Veterans and Spouses with PTSD Symptoms Receive Integrated Program Utilizing EFT Demonstrates Significant Reduction in PTSD Related Depression (83% with clinical PTSD symptoms prior, reduced to 28% in male veterans and from 29% down to 4% for female spouses)
Citation: Church, D., & Brooks, A. J. (2014). CAM and energy psychology techniques remediate PTSD symptoms in veterans and spouses. Explore: The Journal of Science and Healing, 10(1), 24-33. Click here to read the Abstract http://goo.gl/uW4OpZ
Male veterans and their spouses (N = 218) attending one of six-week-long retreats were assessed for posttraumatic stress disorder (PTSD) symptoms pre- and post-intervention. Participants were evaluated using the PTSD checklist (PCL), on which, a score of >49 indicates clinical symptom levels. The mean pretest score was 61.1 (SD ± 12.5) for veterans and 42.6 (SD ± 16.5) for spouses; 83% of veterans and 29% of spouses met clinical criteria. The multimodal intervention used Emotional Freedom Techniques and other energy psychology (EP) methods to address PTSD symptoms and a variety of complementary and alternative medicine (CAM) modalities for stress reduction and resource building. Interventions were delivered in group format as well as individual counseling sessions. Data were analyzed for each retreat, as well as for the six retreats as a whole. Mean post-test PCL scores decreased to 41.8 (SE ± 1.2; p < .001) for veterans, with 28% still clinical. Spouses demonstrated substantial symptom reductions (M = 28.7, SE ± 1.0; p< .001), with 4% still clinical. A follow-up assessment (n = 63) found PTSD symptom levels dropping even further for spouses (p < .003), whereas gains were maintained for veterans. The significant reduction in PTSD symptoms is consistent with other published reports of EP treatment, though counter to the usual long-term course of the condition.
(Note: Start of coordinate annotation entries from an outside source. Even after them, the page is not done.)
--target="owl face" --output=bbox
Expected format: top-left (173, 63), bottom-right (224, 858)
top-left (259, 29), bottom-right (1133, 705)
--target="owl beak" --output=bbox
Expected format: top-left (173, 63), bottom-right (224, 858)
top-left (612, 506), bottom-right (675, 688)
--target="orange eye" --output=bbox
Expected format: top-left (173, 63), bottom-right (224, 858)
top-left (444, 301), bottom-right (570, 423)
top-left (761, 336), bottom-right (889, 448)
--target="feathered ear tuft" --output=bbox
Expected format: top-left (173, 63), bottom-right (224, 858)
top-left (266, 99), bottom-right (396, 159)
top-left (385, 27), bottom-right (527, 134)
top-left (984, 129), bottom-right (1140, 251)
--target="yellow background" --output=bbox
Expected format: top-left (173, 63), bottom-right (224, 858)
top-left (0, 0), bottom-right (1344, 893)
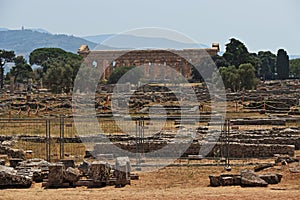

The results indicate that a multimodal CAM intervention incorporating EP may offer benefits to family members as well as veterans suffering from PTSD symptoms. Recommendations are made for further research to answer the questions posed by this study.
This experiment resulted in significant gains made not only by veterans afflicted by PTSD but also a neglected demographic, veteran’s spouses. 218 male veterans and their wives attended one of six week-long retreats and were assessed for PTSD symptoms. 83% of the veterans and 29% of their spouses were found to have met the clinical criteria for PTSD according to the PTSD (PCL and PCL-M) checklist. Scores of above 50 are indicative of a clinical diagnosis of PTSD. The veterans had a pre-intervention mean score of 61.1 and spouses, 42.6. A variety of interventions were used in the week-long process, including EFT, WHEE, TAT, yoga, resource building, stress reduction information in both group and individualized settings. EFT was delivered in a single 4 hour group session and then 3 one hour individualized sessions. Other options included massage, yoga, Reiki, acupuncture and all participated in a half day equine assisted therapy session and a retreat beginning and ending Native American ceremony. The obvious challenge with such an experiment is the ability to determine what factors played a significant role in reducing the PTSD symptoms. Lack of a control group and all improvements measured only by subjective reports should be noted. The mean post scores for veterans reduced to 41.8 with 28% still clinical, while the spouses improved to a mean of 28.7 with only 4% still clinical. Four to six weeks later a follow up was performed, with 63 participants that revealed continued score dropping for spouses with veterans retaining their gains.